The PCAOB adopted the new rule in September, after years of frustration over its inability to inspect auditing firms in China that audit companies whose shares trade on the U.S. capital markets (see story). The rule, as proposed in May, is in keeping with the Holding Foreign Companies Accountable Act, which requires the PCAOB to determine whether it can’t inspect or investigate a registered public accounting firm located in a foreign jurisdiction due to the actions of the authorities in that jurisdiction. The rule doesn’t specifically single out China, but it will establish a framework for the PCAOB’s determinations under the HFCAA that the PCAOB is unable to inspect or investigate completely registered public accounting firms located in a foreign jurisdiction because of a position taken by an authority in that jurisdiction.
“This is an important step to protect U.S. investors,” said SEC Chair Gary Gensler in a statement Friday. “I believe it is critical that the Commission and the PCAOB work together to ensure that the auditors of foreign companies accessing U.S. capital markets play by the same rules. The Commission adopted interim final rules to implement its required rulemaking under the HFCAA earlier this year. We remain on track to finalize those rules before the end of the year.”
The Sarbanes-Oxley Act of 2002, as amended, requires the PCAOB to inspect registered public accounting firms in both the U.S. and foreign jurisdictions and investigate potential statutory, rule, and professional standards violations committed by registered public accounting firms and their associated persons.
PCAOB Rule 6100 sets up the process for the PCAOB’s determinations under the HFCAA; the factors the PCAOB will evaluate and the documents and information the PCAOB will consider when it’s weighing whether a determination is warranted; the form, public availability, effective date, and duration of such determinations; and the process by which the Board will reaffirm, modify, or vacate any such determinations.
“The PCAOB’s inspection regime has unquestionably led to improved audit quality,” said SEC acting chief accountant Paul Munter in a statement. “With this rule, we can continue the process of ensuring that all publicly traded issuers in our capital markets are complying with the same requirements and that investors can draw the same level of confidence from the quality of the audits of all issuers no matter where their registered public accounting firm is located.”

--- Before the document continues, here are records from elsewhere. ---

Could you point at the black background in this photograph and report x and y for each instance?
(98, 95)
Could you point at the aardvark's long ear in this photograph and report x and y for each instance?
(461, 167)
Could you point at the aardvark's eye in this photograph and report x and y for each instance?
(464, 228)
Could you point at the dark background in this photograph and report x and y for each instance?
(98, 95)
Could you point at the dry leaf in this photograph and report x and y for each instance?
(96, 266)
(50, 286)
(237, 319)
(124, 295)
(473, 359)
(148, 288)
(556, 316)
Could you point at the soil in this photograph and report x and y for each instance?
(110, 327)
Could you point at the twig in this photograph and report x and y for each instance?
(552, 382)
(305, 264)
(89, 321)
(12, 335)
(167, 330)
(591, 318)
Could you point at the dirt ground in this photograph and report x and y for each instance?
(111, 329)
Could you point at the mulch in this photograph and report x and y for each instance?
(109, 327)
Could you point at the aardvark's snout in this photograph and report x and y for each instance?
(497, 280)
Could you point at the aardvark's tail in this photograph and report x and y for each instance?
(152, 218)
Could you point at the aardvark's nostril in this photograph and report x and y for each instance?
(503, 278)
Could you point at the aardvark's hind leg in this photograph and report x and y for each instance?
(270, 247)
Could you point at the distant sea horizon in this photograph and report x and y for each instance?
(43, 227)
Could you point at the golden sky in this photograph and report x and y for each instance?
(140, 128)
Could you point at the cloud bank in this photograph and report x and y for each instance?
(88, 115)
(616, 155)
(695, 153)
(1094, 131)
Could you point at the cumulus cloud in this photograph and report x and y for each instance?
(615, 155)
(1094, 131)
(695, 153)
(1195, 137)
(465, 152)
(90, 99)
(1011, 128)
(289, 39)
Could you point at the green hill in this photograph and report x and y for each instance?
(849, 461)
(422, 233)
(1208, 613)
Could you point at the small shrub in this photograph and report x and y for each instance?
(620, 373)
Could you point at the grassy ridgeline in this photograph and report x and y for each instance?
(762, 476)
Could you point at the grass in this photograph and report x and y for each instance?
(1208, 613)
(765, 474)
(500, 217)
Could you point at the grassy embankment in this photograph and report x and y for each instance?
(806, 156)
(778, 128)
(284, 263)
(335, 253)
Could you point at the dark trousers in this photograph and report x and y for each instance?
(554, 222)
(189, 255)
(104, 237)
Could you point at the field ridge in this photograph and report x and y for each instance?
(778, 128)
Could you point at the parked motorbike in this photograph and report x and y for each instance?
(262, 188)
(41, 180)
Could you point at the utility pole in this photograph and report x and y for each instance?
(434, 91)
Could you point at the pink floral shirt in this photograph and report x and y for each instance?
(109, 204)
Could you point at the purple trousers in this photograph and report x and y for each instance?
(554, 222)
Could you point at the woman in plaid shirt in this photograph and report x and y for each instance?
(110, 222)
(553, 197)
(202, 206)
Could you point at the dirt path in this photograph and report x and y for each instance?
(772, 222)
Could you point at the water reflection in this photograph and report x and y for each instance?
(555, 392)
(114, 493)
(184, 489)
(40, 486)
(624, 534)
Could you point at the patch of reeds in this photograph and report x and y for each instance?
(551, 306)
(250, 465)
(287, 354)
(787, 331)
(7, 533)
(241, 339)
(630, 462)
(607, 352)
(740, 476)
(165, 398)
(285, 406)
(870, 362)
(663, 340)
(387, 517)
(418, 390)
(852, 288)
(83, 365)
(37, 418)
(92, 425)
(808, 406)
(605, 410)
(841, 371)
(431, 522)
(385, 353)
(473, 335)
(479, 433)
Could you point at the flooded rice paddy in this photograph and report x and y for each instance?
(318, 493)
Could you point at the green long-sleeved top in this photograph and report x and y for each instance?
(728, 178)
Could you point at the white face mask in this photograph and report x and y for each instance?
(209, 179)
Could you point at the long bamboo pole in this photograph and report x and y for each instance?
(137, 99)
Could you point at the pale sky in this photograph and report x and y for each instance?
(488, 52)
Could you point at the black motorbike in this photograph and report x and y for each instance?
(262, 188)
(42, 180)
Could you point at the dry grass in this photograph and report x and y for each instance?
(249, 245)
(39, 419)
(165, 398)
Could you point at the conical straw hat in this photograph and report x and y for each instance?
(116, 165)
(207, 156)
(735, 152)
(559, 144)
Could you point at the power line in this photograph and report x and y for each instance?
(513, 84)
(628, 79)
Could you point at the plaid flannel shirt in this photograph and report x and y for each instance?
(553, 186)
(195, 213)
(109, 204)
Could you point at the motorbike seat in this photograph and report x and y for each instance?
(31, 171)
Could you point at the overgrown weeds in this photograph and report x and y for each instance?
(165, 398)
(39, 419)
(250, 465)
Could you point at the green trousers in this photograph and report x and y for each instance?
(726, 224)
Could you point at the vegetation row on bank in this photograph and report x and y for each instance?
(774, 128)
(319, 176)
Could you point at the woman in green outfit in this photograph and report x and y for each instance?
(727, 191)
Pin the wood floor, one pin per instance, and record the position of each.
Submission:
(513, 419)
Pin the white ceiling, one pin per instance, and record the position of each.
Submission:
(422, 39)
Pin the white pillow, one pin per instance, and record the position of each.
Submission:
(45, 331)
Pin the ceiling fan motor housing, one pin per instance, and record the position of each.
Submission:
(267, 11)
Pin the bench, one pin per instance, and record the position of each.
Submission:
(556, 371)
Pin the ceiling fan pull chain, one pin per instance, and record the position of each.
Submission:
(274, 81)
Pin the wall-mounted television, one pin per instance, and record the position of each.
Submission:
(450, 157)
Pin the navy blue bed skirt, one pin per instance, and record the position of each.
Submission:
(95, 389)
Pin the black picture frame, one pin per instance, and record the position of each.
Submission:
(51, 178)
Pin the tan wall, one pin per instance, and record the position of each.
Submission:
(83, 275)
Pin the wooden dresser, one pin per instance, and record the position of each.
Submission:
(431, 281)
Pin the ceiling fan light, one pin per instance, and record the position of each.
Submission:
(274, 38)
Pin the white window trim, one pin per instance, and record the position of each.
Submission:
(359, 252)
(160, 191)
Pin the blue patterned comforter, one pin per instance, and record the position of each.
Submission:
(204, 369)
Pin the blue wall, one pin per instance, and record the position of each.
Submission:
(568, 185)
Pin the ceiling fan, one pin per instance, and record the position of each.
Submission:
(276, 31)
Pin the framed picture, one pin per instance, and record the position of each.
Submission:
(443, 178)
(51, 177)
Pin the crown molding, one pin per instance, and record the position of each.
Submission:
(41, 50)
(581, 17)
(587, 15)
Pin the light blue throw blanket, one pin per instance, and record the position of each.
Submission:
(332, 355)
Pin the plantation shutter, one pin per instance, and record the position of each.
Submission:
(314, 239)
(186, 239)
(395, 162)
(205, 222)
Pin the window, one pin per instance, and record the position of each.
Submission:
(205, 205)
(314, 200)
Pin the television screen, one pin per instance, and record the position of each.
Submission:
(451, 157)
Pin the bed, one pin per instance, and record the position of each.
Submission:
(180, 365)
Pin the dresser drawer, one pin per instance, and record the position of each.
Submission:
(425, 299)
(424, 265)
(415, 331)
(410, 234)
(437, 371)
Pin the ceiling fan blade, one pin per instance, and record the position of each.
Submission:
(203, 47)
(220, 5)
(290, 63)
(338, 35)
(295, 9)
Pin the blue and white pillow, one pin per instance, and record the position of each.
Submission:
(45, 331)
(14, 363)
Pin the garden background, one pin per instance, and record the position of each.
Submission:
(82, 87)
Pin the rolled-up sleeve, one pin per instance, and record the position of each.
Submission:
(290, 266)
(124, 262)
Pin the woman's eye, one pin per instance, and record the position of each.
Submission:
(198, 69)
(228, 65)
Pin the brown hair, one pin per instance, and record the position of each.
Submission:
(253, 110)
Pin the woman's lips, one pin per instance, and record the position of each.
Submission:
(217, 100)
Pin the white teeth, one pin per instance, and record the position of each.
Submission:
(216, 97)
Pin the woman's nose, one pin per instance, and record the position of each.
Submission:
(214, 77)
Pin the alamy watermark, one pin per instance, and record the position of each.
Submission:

The SEC order approving PCAOB Rule 6100 will be published in the Federal Register, but it’s effective immediately.
“It is up to the PCAOB to make a determination as to which jurisdictions they’re unable to inspect or investigate registered public accounting firms because of actions taken by authorities in that jurisdiction,” Munter said during a session at Financial Executives International’s Current Financial Reporting Insights online conference on Thursday. “China is certainly the area where historically the issues have been present. So on Sept. 22, the PCAOB adopted its rule, which provides the framework that the PCAOB will be using to make its determination as to which jurisdictions they will be unable to inspect or investigate registered public accounting firms completely. Once they do that, they will provide that to us, and we will then determine who are the Commission-identified issuers.”